On a dive two weeks ago, I was reminded that there are times you don’t even SEE what you’re looking at unless you’re really paying attention. When I grabbed a piece of shipwreck, I disturbed -- only an inch from my hand -- another piece of shipwreck that got up and swam away. Following it, I found I’d annoyed a sea raven, a shy, harmless, and funny-looking scorpionfish that returned to near-invisibility upon settling back to the deck.

Also, for jerks who say there aren’t as many colors here as in the Caribbean, they obviously haven’t enjoyed a safety stop surrounded by the impossible colors of glimmering comb jellies. (No, they don’t sting.) Nor have they gotten the treat of seeing a sea turtle swim through the swarm happily munching those colors up.

I never imagined I’d do much diving beyond my lucky vacation to the Caribbean once a year (twice on good years). Just a dive or two in between trashy novel time and Pina Colada time. Then I went to the quarry, thinking to keep my skills fresh. "Once" quickly turned to "a lot." Then I moved back to dear, old Joisey, closer to the ocean than to a quarry. That excited me; it was time to learn to dive somewhere new.

They had a saying at that quarry (and, I subsequently learned, at every other "home" site on the planet): “If you can dive here, you can dive anywhere.” That’s not altogether true. Not of here, not of anywhere.

I’m excitedly looking forward to Oceanblue Divers' Channel Islands trip in a month and a half, but I’ve never dived there before. Despite now being a fairly seasoned Northeast wreck diver, I’m not about to pretend that I can dive "anywhere" without thinking. That would be dumb and potentially dangerous. But I will tell you this: having spent some time underwater in the quarry, in the Northeast, in the Caribbean, at the Aquarium, plainly wherever I CAN get underwater, I’m up to the challenge of learning to dive somewhere new, and enthusiastic about exploring what that place has to offer.

It can be hard to learn to dive somewhere new. Perhaps especially in a place like the Northeast, where it always involves a boat ride, sometimes with unfamiliar people carrying lots of unfamiliar gear.

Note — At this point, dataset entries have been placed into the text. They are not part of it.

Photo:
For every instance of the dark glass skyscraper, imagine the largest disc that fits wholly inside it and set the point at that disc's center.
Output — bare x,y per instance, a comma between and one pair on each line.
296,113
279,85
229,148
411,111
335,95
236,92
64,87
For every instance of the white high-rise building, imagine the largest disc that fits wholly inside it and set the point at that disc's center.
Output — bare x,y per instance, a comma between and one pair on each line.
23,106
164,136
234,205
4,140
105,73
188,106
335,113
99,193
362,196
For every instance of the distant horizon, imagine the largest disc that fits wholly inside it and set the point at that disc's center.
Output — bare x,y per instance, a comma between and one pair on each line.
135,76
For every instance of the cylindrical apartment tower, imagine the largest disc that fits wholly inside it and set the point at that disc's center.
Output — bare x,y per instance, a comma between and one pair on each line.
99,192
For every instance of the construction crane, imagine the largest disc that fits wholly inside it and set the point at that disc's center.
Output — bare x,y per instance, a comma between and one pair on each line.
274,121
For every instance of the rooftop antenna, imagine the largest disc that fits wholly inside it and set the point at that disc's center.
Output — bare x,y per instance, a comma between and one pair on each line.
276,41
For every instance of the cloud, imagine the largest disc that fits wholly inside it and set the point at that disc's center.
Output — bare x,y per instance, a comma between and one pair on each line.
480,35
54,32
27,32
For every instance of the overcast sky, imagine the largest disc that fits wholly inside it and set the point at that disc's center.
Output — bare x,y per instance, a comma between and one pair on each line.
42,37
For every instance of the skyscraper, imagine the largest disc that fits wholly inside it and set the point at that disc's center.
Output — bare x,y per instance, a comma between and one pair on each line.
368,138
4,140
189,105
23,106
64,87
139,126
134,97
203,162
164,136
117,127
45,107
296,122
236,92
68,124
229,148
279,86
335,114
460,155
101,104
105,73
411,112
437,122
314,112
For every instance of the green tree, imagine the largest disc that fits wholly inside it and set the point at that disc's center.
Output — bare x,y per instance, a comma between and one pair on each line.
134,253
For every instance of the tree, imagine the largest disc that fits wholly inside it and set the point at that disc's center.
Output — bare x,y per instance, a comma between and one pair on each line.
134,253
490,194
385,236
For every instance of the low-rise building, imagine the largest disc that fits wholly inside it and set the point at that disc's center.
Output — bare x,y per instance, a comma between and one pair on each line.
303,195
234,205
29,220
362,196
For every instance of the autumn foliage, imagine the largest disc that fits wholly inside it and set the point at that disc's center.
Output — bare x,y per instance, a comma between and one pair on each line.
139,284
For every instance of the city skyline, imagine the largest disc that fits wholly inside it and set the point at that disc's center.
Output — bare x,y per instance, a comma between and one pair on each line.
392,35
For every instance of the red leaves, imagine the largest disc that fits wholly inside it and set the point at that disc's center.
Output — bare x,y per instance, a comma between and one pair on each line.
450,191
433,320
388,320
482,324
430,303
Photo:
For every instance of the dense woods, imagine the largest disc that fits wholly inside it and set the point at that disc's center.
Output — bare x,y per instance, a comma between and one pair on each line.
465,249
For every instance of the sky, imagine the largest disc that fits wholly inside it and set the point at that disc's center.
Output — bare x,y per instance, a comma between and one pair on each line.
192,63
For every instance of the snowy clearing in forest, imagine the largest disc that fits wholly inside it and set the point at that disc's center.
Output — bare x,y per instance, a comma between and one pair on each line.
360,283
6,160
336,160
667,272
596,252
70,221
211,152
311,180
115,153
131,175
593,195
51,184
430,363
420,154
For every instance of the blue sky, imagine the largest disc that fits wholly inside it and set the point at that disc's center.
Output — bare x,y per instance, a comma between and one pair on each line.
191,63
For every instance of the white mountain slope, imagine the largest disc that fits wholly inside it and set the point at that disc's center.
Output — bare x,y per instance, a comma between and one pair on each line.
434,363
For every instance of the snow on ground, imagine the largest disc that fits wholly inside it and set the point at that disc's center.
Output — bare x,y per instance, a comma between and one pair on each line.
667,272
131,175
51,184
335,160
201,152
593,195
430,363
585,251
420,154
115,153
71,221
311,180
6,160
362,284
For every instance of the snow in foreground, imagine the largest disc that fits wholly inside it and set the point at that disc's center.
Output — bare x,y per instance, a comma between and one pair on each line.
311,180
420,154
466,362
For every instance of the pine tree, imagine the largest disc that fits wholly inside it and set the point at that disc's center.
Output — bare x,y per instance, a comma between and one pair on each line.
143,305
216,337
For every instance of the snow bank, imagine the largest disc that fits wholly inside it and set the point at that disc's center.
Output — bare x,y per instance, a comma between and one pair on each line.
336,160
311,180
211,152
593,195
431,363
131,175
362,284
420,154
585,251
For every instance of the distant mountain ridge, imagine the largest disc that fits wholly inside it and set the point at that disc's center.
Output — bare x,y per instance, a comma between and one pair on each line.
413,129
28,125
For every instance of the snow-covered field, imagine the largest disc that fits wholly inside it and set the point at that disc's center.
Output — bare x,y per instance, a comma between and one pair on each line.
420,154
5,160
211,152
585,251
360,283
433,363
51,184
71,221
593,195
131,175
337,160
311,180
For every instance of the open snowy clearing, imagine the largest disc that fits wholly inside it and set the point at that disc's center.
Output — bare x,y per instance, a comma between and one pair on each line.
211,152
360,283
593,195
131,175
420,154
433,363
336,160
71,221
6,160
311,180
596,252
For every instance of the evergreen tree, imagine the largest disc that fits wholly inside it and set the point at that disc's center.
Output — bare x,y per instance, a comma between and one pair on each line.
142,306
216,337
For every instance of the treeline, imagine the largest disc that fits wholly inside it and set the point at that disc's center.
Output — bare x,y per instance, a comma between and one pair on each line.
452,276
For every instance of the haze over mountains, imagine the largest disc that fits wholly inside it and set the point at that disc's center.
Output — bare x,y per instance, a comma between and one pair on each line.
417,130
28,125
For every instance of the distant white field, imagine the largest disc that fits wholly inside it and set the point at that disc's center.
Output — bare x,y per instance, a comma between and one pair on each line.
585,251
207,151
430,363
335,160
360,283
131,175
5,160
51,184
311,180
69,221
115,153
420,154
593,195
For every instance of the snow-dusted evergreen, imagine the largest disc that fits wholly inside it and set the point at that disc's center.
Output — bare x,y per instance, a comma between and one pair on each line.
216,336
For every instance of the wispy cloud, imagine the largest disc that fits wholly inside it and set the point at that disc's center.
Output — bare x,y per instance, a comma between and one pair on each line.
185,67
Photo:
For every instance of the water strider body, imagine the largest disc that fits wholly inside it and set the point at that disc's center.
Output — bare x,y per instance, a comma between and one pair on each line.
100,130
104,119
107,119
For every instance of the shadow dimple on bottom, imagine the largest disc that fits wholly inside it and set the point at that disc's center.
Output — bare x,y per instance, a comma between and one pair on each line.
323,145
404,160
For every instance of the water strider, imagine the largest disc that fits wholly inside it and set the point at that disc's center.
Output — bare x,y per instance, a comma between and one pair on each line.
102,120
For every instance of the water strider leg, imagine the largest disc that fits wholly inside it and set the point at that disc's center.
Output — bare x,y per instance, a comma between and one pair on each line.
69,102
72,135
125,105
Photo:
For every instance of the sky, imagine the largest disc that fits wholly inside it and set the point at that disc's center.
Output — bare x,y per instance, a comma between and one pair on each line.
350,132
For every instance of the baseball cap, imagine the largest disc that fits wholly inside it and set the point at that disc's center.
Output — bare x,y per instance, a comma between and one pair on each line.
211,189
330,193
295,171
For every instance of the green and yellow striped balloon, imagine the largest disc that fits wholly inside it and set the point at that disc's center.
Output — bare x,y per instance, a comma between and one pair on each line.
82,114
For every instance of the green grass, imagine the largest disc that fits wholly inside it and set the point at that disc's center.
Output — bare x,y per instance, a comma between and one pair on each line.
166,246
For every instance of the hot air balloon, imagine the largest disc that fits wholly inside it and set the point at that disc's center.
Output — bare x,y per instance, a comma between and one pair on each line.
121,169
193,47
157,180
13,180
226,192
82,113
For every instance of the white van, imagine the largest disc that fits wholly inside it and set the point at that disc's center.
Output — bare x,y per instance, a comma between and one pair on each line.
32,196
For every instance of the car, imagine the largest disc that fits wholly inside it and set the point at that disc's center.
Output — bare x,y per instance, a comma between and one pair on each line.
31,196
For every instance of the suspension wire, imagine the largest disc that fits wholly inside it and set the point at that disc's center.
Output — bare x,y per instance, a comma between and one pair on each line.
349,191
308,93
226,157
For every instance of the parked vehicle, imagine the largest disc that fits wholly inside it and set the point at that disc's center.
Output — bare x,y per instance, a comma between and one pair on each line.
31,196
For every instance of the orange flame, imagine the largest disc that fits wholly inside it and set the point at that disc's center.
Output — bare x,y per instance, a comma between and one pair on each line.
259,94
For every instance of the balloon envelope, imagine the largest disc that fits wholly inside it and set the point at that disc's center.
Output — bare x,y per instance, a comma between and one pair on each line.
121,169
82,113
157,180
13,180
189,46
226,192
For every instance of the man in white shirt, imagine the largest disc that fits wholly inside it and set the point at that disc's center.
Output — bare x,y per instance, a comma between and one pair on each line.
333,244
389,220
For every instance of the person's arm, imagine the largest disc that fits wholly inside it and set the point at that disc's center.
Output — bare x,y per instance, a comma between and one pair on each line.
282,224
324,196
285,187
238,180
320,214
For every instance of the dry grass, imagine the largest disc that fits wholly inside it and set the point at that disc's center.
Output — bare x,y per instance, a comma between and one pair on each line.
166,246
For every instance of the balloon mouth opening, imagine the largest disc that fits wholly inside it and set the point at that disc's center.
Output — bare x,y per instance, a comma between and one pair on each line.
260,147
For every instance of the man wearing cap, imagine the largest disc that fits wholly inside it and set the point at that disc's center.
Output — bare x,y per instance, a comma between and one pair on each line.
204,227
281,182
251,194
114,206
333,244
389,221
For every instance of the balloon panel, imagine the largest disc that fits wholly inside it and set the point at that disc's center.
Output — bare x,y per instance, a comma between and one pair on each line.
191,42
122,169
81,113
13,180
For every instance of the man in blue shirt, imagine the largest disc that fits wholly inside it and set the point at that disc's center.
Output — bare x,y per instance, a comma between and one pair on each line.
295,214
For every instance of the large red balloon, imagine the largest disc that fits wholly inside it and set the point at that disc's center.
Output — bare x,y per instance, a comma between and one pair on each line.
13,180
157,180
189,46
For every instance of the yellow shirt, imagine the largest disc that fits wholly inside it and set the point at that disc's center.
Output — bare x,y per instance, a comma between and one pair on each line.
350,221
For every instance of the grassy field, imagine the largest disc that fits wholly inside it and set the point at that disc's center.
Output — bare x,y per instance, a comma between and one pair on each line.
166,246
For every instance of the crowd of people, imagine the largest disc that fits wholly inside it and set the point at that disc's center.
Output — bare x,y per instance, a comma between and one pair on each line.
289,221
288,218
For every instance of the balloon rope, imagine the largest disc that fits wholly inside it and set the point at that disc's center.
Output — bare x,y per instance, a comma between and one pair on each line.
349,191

But, for every pompous dweeb who scoffs at newbies, there are a dozen cats who just love diving and will chew your ear off if asked any question you can think of.

My hope is that more new people start to appreciate the beauty of the ecosystems found where the ocean is taking back the boats once thought to dominate her, and appreciate it enough to see that it is worth the learning curve. Because I'm getting bored of being surrounded by spearfishermen; most of them can't dive worth crap.